2. A LITTLE WATER: This morning (as a test) we let a kitchen faucet run slowly (much more than a drip, but much less than full force) and filled a 1 quart (0.25 gallon) pot with water in one minute. Suppose 1 billion people wasted this much water once a week for one year.

1/4 (gallons water/leak) * 50 (leaks/person/year) * 1,000,000,000 (people) ~ 10,000,000,000 (gallons water/year)

How much water is this? Using our earlier estimate of 40,000 gallons of water/home/year, it is enough water to supply about 2,000,000 homes for a year (10,000,000,000 gallons/year ÷ 40,000 gallons/home/year). Another way to think of this would be in terms of volume. One cubic foot of water is about 8 gallons of water, so 10,000,000,000 gallons ÷ 8 gallons/cubic foot ~ 1,000,000,000 cubic feet, or a volume of 1000 feet long x 1000 feet wide x 1000 feet deep (that would be a very big and VERY deep pool).

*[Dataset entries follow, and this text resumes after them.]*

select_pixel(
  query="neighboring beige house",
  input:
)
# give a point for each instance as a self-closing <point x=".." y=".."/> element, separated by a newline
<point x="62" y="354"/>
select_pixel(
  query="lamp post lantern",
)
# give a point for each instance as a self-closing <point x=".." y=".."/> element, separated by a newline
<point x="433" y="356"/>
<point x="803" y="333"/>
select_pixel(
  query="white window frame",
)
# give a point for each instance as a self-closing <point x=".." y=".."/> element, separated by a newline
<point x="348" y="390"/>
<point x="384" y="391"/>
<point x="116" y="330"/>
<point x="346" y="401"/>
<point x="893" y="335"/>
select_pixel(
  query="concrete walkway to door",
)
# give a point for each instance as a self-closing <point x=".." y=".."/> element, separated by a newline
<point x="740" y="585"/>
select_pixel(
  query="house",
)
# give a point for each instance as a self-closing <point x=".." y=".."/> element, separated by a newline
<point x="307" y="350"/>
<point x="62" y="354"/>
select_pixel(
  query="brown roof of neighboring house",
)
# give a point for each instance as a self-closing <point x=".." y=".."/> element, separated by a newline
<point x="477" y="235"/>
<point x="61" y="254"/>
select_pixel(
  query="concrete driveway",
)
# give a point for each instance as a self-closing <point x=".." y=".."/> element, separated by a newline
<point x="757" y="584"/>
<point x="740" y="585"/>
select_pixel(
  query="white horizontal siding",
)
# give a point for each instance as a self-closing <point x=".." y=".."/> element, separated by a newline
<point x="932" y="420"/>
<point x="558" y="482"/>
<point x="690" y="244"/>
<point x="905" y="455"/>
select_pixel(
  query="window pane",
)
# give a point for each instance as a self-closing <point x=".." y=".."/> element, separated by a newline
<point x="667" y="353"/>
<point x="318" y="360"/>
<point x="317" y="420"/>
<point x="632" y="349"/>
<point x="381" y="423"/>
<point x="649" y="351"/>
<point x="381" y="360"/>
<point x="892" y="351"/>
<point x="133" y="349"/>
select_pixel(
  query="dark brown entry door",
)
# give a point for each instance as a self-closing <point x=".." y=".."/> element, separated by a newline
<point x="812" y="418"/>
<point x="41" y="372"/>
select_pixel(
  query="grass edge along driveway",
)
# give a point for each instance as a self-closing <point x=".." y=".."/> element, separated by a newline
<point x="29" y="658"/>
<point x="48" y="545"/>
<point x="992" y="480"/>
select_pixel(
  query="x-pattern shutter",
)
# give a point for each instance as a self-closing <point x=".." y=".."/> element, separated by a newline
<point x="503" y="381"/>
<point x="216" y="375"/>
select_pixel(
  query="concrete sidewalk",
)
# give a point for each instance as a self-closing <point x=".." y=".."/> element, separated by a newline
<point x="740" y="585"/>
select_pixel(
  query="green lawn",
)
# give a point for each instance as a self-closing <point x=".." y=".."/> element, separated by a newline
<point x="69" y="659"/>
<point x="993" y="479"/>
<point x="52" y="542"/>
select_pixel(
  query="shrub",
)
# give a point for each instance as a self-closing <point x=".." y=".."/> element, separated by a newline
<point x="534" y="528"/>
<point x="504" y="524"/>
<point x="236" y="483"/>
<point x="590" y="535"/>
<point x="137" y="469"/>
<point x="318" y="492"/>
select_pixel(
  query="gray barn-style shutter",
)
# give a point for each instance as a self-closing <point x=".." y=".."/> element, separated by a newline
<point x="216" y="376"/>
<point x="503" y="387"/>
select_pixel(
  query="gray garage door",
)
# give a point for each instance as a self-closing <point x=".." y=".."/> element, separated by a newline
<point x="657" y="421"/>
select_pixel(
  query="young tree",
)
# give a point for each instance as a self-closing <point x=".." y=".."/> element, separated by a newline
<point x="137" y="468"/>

3. AN HOUR OF LIGHT: Suppose you left a light on for one hour when you didn’t need it. Light bulbs are rated by power (watts, W) or rate of energy use. At typical light bulb is a 60W bulb (60 watt). In one hour it will use 60 watts x 1 hour = 60 watt-hours of energy. Electric utility companies base their billing on kilowatt-hours, where 1 kilowatt = 1000 watts and 1 kilowatt-hour = 1000 watt-hours, so our bulb used 0.06 kilowatt-hours of energy (0.06 = 60 ÷ 1000). Now have a billion people do this once a week for a year, and it will consume

0.06 kilowatt-hours/light * 50 (lights/person/year) * 1,000,000,000 (people) ~ 3,000,000,000 kilowatt-hours/year

A typical house might use 1000 or 2000 kilowatt-hours of electricity a month, or about 10,000 to 20,000 kilowatt-hours of electricity in a year (ask your parents, or check out how much your school uses). So the 3,000,000,000 kilowatt-hours/year of unnecessary lighting would power about 200,000 homes for a year (a moderate-sized city).